The sample that was pulsed for 10 seconds stays below 1000 cpm/0.1m^-1 while the sample that was pulsed for 30 seconds is higher than that, at above 3,000 cpm/0.1m^-1. Both samples start to decrease at 0 (distance from the top of the centrifuge tube).
2. Explain why the sample that was pulsed for 30 seconds proves evidence for the presence of both a leading strand and many lagging strands.
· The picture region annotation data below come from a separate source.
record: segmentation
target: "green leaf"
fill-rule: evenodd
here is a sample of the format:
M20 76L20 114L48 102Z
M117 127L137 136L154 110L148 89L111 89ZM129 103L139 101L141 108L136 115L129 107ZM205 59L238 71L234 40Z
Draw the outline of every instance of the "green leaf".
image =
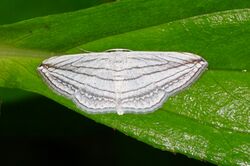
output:
M162 150L216 164L247 165L250 10L213 12L244 8L249 3L192 2L195 5L184 0L179 4L124 0L2 26L0 42L5 46L0 47L0 86L42 94ZM124 17L124 12L128 16ZM197 83L171 97L154 113L90 115L53 93L36 72L41 61L53 54L51 51L73 53L79 52L79 47L91 51L188 51L204 57L209 69Z

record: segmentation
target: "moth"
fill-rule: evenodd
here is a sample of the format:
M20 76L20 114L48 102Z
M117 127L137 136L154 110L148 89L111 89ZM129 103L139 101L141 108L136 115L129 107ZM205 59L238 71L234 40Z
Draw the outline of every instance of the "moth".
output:
M87 113L148 113L207 68L187 52L111 49L55 56L38 67L45 82Z

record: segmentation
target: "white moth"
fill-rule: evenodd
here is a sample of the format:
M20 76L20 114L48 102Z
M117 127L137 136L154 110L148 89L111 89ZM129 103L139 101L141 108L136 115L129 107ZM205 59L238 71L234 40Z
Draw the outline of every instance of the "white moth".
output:
M87 113L147 113L190 86L208 63L186 52L112 49L44 60L39 72Z

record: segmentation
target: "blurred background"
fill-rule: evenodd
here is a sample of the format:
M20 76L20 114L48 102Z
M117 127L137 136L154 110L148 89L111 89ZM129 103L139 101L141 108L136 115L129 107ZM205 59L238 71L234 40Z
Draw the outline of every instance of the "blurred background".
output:
M0 24L111 0L1 0ZM43 96L0 88L0 165L212 165L155 149Z

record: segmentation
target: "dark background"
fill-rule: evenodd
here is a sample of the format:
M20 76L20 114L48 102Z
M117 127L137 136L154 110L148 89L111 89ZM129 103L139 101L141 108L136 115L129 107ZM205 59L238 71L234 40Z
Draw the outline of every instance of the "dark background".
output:
M96 4L100 1L1 0L0 24ZM45 97L0 88L0 166L183 164L211 165L155 149Z

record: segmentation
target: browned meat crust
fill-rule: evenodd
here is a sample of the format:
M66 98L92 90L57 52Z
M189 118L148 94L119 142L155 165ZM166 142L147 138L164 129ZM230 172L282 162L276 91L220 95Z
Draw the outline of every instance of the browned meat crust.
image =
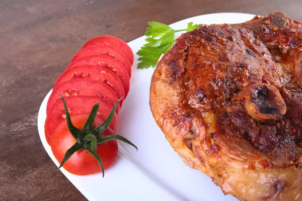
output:
M184 162L247 200L302 199L302 25L274 12L182 34L150 89Z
The first peak that we see in the 30-second sample graph (at around 0.8 units from the top of the centrifuge) represent radioactive nucleosides that are lighter than the nucleosides represented at the second peak (at around 1 unit from the top of the centrifuge). The fact that the second peak is further from the top of the centrifuge shows that those nucleosides are heavier than the first nucleosides. This means that the first – the lighter – nucleosides are the lagging strands because they are lighter and are made up in broken fragments. Then, the second – the heavier – nucleosides are therefore the leading strands because they are heavier and attached to something – other nucleosides and molecules that connect it to the forming strand.
3. Explain why the sample that was pulsed for 60 seconds provides evidence for the activity of DNA ligase.
The peak of the graph of the 60-second sample is located at around the same place as the second peak of the 30-second sample (around 1.1 units from the top of the centrifuge). The heavier sample here shows that ligase is taking the fragmented (lagging) strands from the first 10, 30, and so on seconds and has been joining them together, which makes the nucleosides in the samples heavier.